Но потом он подумал, а вдруг это мальчишка, и заколотил еще громче: «Ури не уходи подожди меня», хотя прекрасно понимал, что Ури бы его и так дождался, вместо того, чтобы украдкой проскользнуть мимо и удрать от него по полутемному туннелю.
На какую-то долю секунды Отто даже вообразил, что это был не человек, а призрак Карла, вызванный из небытия непредвиденным вмешательством Ури. Ясно сознавая всю фантастичность такого предположения, Отто все же не мог полностью перечеркнуть его, тем более что больше ничем нельзя было бы объяснить величественную неподвижность верного стража Ральфа – уж кто-кто, но не Ральф мог бы позволить кому-то чужому безнаказанно проникнуть в свои владения. Мысль о бродящем по коридорам замка призраке заставила Отто поспешить в кажущуюся безопасность собственных комнат, – к счастью, обратный путь всегда давался ему легче благодаря изрядному уклону вниз. Всю эту часть дороги его не оставляла надежда, что Габриэла скоро вернется и ему не придется надолго оставаться в пустом замке наедине с призраком. Но увы, ее не было ни в спальне, зияющей неубранной постелью, ни в столовой, обезображенной остатками неубранного завтрака. Делать было нечего, оставалось только ждать, что кто-нибудь наконец появится и поинтересуется, как чувствует себя брошенный всеми старый инвалид.

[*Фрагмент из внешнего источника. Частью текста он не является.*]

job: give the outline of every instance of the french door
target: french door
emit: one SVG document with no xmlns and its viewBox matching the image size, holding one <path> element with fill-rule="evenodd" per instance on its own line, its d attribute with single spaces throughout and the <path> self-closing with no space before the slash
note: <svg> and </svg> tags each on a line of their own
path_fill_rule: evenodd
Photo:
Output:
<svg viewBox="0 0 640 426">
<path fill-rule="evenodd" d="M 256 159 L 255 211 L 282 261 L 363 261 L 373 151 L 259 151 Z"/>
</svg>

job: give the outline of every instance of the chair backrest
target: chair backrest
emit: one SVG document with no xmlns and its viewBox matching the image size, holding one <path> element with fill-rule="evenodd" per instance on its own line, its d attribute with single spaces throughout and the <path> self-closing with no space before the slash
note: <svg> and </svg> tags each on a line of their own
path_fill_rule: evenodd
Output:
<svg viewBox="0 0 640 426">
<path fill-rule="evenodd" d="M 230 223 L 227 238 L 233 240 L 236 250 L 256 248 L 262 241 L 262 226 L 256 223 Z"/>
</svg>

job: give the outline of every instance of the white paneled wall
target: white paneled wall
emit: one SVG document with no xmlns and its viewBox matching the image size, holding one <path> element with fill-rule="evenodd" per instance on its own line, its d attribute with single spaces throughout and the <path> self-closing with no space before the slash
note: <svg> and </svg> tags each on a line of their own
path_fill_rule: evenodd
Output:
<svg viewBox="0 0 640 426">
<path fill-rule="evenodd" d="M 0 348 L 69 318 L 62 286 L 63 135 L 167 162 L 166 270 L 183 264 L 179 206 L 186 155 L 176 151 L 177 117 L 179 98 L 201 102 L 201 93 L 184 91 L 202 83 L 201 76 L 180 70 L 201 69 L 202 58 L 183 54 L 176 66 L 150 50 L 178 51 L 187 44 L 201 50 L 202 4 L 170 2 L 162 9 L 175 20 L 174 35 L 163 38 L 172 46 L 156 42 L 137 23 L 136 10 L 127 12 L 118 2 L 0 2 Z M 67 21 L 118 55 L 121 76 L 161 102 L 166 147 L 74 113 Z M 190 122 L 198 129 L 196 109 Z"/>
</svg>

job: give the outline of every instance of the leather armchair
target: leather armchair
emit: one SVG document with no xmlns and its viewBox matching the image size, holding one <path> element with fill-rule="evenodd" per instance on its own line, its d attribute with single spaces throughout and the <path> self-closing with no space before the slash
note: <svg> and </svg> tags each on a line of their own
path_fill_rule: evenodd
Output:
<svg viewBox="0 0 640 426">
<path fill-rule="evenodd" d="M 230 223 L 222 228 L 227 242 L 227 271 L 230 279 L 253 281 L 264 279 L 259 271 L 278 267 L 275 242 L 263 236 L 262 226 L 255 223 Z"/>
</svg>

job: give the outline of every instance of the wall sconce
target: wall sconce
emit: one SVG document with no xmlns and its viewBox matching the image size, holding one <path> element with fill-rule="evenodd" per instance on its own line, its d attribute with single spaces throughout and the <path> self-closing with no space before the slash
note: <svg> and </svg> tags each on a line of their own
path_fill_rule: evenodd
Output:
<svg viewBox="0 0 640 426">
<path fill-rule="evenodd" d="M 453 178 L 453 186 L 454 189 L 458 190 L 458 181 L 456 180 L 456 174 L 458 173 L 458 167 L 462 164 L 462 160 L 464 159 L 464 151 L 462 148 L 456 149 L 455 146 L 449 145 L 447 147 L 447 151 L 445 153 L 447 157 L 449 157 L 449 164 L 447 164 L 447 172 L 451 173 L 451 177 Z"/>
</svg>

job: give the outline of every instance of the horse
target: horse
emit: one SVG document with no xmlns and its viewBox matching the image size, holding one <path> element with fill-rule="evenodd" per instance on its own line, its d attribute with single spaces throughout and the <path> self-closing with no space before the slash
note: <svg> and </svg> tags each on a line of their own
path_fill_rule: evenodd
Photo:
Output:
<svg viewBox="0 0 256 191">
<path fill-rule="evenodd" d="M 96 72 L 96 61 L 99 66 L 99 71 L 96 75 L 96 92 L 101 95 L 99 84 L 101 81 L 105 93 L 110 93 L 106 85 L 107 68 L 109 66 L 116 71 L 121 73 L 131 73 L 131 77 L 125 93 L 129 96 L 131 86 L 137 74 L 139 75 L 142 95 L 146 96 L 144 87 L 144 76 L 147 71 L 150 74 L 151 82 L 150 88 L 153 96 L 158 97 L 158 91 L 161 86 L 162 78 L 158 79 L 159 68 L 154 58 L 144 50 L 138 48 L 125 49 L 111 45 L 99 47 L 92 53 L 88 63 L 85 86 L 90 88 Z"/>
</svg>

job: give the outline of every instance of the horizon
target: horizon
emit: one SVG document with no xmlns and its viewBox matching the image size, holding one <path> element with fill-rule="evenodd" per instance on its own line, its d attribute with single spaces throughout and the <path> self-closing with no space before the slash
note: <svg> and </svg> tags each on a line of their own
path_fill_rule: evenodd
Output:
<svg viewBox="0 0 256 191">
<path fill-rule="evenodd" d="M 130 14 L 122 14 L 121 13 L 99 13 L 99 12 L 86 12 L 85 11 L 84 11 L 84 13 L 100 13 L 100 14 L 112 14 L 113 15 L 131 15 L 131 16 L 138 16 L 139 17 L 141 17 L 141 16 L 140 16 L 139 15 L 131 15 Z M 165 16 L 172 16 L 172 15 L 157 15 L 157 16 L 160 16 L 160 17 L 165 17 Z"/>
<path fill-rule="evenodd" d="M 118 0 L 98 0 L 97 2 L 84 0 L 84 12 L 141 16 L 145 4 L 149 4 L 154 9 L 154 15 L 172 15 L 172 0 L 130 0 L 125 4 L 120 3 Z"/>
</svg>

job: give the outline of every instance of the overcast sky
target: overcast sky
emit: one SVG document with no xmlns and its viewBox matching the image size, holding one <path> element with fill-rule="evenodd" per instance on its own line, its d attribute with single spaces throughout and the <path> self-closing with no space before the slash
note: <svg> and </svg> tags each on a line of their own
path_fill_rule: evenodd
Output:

А чувствовал он себя прескверно – голова кружилась, под ложечкой саднило и даже некому было пожаловаться. Чтобы хоть как-то скрасить мучительное время ожидания, Отто решил еще раз посмотреть кассету о приключениях двух студенток, хотя для этого нужно было собственными силами справиться с видео и телевизором. Зато теперь незачем было таиться: ведь все домашние уже знали о его тайной слабости, тем более что кассета, забытая Габриэлой при ее поспешном бегстве, так и осталась в гнезде видеомагнитофона. Оказалось, что подъехать к телевизору, тоже забытому с вечера в спальне, непросто: кресло никак не втискивалось в узкий зазор между кроватью и передвижным телевизионным столиком. Но Отто не хотел сдаваться, – он снова и снова упорно менял угол подхода к телевизору, нацеливаясь лапой на коричневое ребро торчащей из гнезда кассеты. И каждый раз промахивался.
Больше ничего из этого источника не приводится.